Study characteristics
Methods Study design: RCT
Setting: Private IVF clinic
Period:NS
Participants Patient(s):
144 women in their first ART cycle who had at least one blastocyst but who, to prevent the development of ovarian hyperstimulation syndrome (OHSS), had not yet undergone fresh embryo transfer in stimulated cycles.
Their blastocysts were therefore cryopreserved for frozen‐thaw embryo transfer in the study cycle.
Exclusion criteria: Patients with hydrosalpinx
48 women in the BT group (23 with low‐grade blastocysts, 25 with high‐grade blastocysts)
48 women in the ST group who had culture medium injected into the uterus before BT (19 with low‐grade blastocysts, 29 with high‐grade blastocysts)
48 women in the SEET group (23 with low‐grade blastocysts, 25 with high‐grade blastocysts)
Baseline characteristics
Age of patient (years)
Period of infertility (months)
Basal FSH level (mIU/mL)
No. of oocytes retrieved
No. of oocytes fertilised
Interventions Injection of embryo culture supernatant and injection of culture medium
Outcomes Main outcome measure(s):
No. of chemical pregnancies
Implantation rate per embryo (%)
No. of clinical pregnancies
Clinical pregnancy rate per transfer (%)
Low grade blastocysts
High grade blastocysts
Notes 48 women in the BT group who underwent BT (control), 48 women in the stimulation group (ST) who had culture medium injected into the uterus before BT, and 48 women in the SEET group who had ECS injected into the uterus before BT.
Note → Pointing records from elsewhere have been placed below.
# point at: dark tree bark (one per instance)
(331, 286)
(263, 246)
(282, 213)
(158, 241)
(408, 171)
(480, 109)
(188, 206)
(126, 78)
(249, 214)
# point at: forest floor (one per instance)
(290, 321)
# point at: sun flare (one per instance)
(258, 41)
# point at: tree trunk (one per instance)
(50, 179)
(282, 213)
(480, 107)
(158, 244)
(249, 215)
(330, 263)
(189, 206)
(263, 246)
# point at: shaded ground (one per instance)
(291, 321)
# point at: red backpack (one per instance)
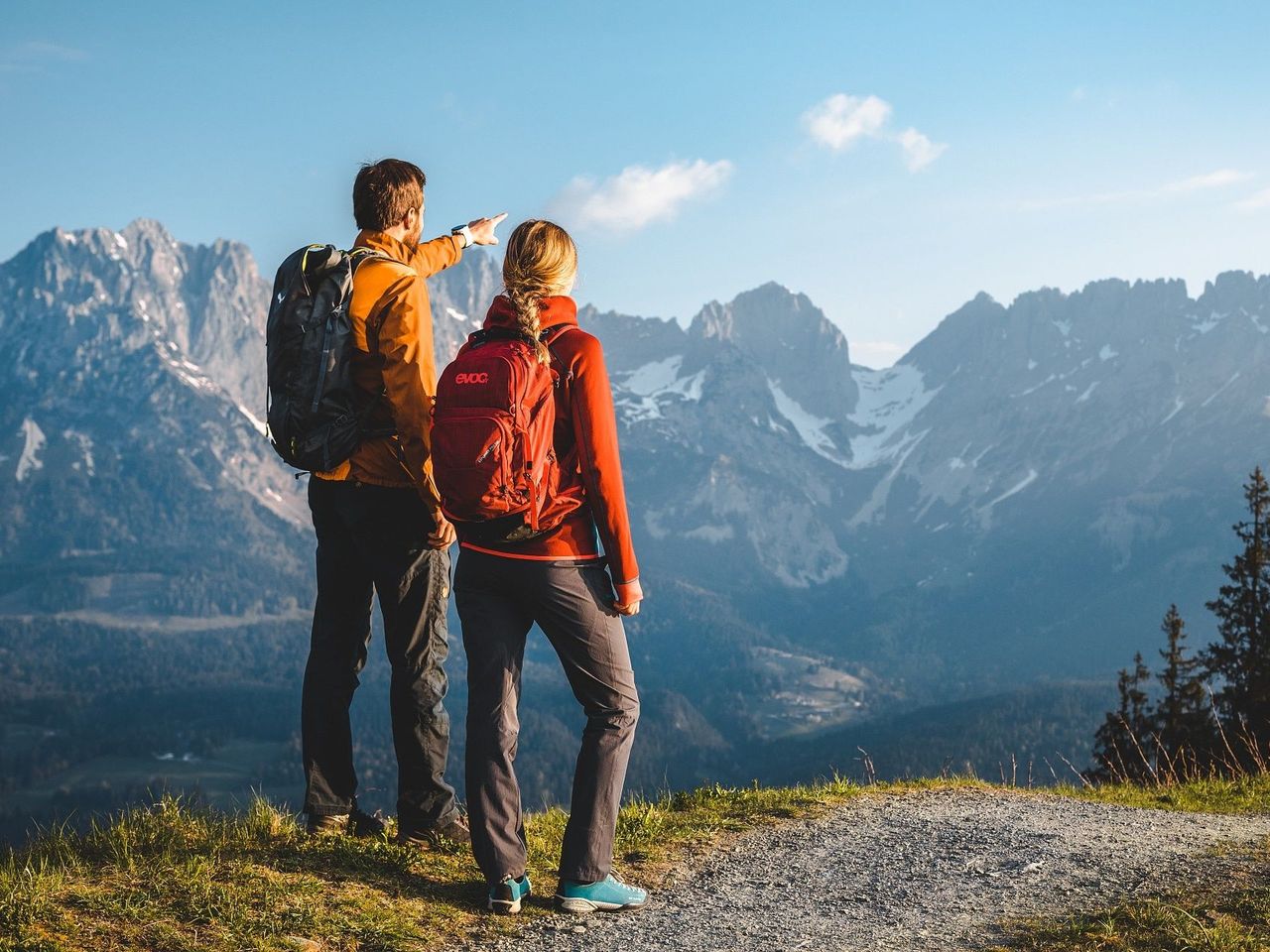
(492, 435)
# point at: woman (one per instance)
(558, 580)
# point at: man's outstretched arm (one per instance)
(439, 254)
A single frozen‐thawed blastocyst was transferred in the hormonal replacement cycle in the study.
Written informed consent was obtained from the patients, and the entire procedure was examined and approved by the Institutional Review Board (IRB) of Hanabusa Women’s Clinic.
Risk of bias
Bias Authors' judgement Support for judgement
Random sequence generation (selection bias) Low risk Patients were randomised into three groups using colour‐marble lots drawn by a technician blinded to patient information
Allocation concealment (selection bias) Unclear risk Method not described in detail
Blinding of participants and personnel (performance bias)
All outcomes High risk Not described
Blinding of outcome assessment (detection bias)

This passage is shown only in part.